Nello specifico, gli autori del nuovo studio , pubblicato sulla rivista Natura mercoledì, ritengono che potrebbe essere utilizzato per sviluppare un efficiente sistema di accumulo della rete che potrebbe eventualmente aiutare a rendere le fonti rinnovabili come l'eolico e il solare economiche e affidabili come gli impianti a gas naturale (vedi New Venture di Serial Battery Entrepreneur affronta il problema più grande dell'energia pulita).

Il sistema di accumulo termico in questione utilizzerebbe metalli liquidi come il silicio fuso, che consentirebbe l'accumulo e il trasferimento di energia termica a temperature molto più elevate rispetto ai materiali tipicamente utilizzati, come i sali fusi. Temperature più elevate significano che più energia termica può essere convertita in energia meccanica o elettrica, migliorando l'efficienza complessiva.



Questo ci consente ora di spostare il calore a temperature estremamente elevate, afferma Asegun Henry , assistente professore presso il Georgia Institute of Technology. È un cambio di passo in termini di ciò che puoi fare.

L'interesse per l'utilizzo di metalli liquidi come mezzo di accumulo di calore è cresciuto, ma la sfida è stata lo sviluppo di pompe e tubi che non si deteriorino in tali condizioni. La ceramica può resistere a temperature incredibilmente elevate, ma è anche fragile, il che le rende materiali difficili per la creazione di componenti di macchine.

I ricercatori della Georgia Tech, insieme ai collaboratori di Stanford e Purdue, hanno aggirato questa limitazione sfruttando i nuovi materiali compositi, insieme a utensili diamantati e lavorazioni meccaniche di precisione. Hanno anche impiegato guarnizioni in grafite, un altro materiale che resiste a temperature molto elevate.



Lo stagno fuso scorre a 1.400 ˚C in un laboratorio della Georgia Tech.

La pompa meccanica prototipo ha funzionato con successo per 72 ore consecutive utilizzando stagno fuso, a temperature medie di circa 1.200 ˚C e una temperatura di picco di 1.400 ˚C. La pompa ha mostrato segni di usura dopo i test. Ma come prossimo passo della ricerca, gli scienziati stanno sviluppando una pompa in carburo di silicio, un materiale ceramico più duro che dovrebbe essere in grado di durare molto più a lungo.

La ricerca è stata sostenuta da 3,6 milioni di dollari di finanziamenti da ARPA-E, la divisione di ricerca sull'energia moonshot del Dipartimento dell'Energia degli Stati Uniti.



Il sistema di accumulo della rete proposto utilizzerebbe l'elettricità proveniente da energia solare, eolica o nucleare per riscaldare il silicio liquido a temperature molto elevate, creando energia termica.
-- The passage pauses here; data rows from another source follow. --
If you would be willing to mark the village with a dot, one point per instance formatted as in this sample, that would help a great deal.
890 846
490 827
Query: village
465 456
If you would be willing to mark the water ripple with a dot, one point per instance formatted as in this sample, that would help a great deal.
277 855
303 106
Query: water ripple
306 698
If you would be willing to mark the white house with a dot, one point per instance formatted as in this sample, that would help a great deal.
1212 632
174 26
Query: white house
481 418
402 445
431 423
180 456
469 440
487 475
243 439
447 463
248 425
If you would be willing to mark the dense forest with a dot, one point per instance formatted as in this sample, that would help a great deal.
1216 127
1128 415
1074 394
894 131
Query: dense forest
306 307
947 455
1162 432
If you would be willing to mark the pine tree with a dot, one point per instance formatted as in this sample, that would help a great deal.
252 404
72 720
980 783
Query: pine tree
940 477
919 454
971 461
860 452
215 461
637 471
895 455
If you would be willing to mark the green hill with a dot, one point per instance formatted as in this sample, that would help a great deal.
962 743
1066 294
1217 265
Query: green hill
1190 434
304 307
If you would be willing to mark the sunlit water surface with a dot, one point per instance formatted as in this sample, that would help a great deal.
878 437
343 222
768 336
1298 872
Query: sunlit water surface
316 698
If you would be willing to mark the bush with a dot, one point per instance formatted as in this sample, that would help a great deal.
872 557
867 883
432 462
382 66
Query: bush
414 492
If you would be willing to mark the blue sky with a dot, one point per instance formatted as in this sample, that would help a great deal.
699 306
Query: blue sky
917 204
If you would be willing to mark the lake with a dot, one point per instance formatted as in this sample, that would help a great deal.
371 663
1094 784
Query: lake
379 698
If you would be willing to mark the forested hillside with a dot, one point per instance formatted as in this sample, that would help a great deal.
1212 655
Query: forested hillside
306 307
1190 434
Nei periodi di forte domanda e bassa produzione di energia, come le sere dopo il tramonto, il sistema restituirebbe quell'energia alla rete utilizzando il termofotovoltaico, un tipo di cella in grado di convertire il calore sotto forma di luce infrarossa in elettricità ( vedi Celle solari calde).

Il cosiddetto sistema di stoccaggio della rete di energia termica (TEGS) funzionerebbe altrettanto bene con carbone o gas naturale. Ma la promessa qui è che la tecnologia potrebbe offrire una forma di stoccaggio di base a basso costo per le energie rinnovabili, immagazzinando abbastanza energia quando il sole splende e il vento soffia per continuare a produrre elettricità anche quando non lo sono.

Ad oggi, il contributo che le fonti di energia pulita possono dare è stato limitato dall'alto costo dei sistemi a batteria e dalla geografia ristretta dei sistemi di accumulo come il pompaggio idroelettrico.



I metalli liquidi che la pompa ad alta temperatura rende utilizzabili hanno anche altre potenziali applicazioni. Potrebbero sostituire i sali fusi nei sistemi di energia solare concentrata e potrebbero consentire nuovi tipi di reattori nucleari raffreddati a metallo (vedi Dare un senso al sorprendente investimento di Trump nel solare).